Le front
de grève chez Elf s'est lézardé hier : le conflit a cessé à Lacq, mais se poursuit à
Pau et Paris, et il mobilise depuis cinquante jours, l'ensemble des syndicats, de la CGT
à la CGC. En fait cette grève offre un certain nombre de particularités.
La première est qu'elle est le fait d'une population de cadres, ingénieurs et
techniciens, qui ne s'étaient guère, jusqu'alors, fait remarquer par leur combativité
sociale. Que ceux-ci, n'héritant pas des traditions ouvrières de lutte et théoriquement
mieux à même que quiconque de comprendre les arguments économiques avancés par leurs
dirigeants, décident de s'opposer à leur stratégie est le symptôme de la distance,
constatée dans nombre d'autres entreprises, entre l'encadrement et la direction.
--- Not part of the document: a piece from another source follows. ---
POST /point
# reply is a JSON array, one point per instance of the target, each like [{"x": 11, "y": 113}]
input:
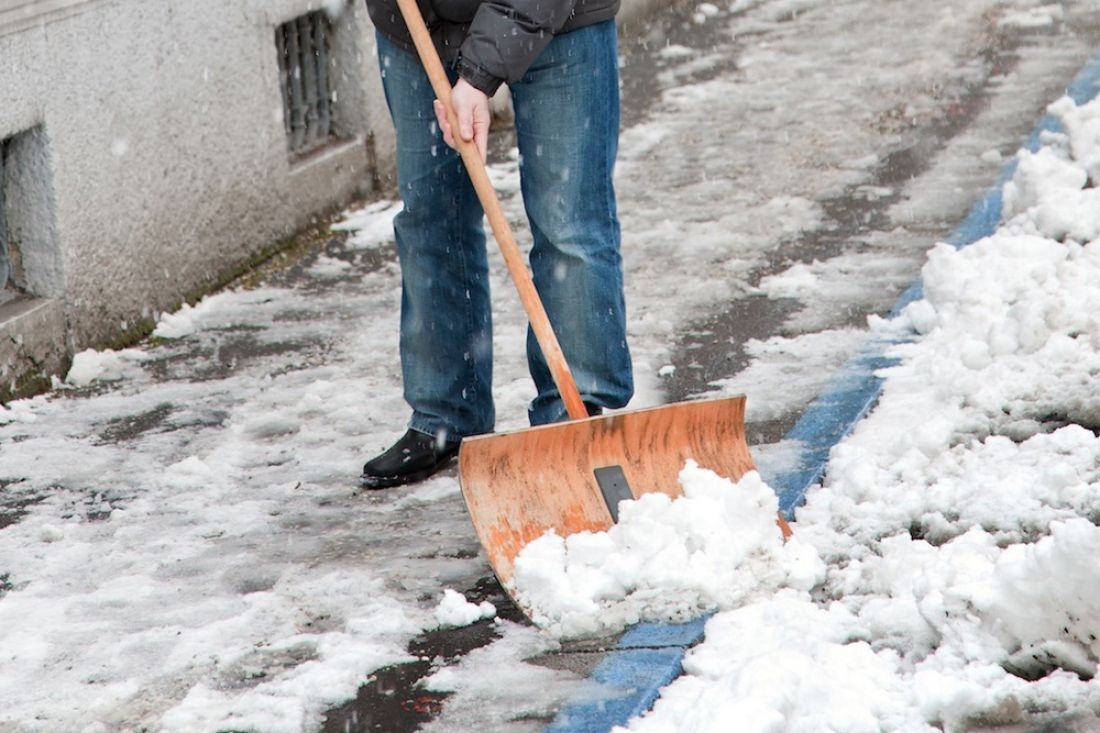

Il était logique que ces cadres inventent un moyen de pression, lui aussi inhabituel. En
se saisissant du local qui en constituait le cerveau - car il abrite les serveurs et
systèmes de communication du groupe -, ils ont trouvé la formule de la
"cybergrève". Alors que les grévistes traditionnels se saisissaient des outils
de production et occupaient les ateliers, l'action porte ici sur la matière
intellectuelle. Elle témoigne de la perception claire qu'ont les grévistes de la place
centrale tenue par la chaîne informatique et les réseaux de communication.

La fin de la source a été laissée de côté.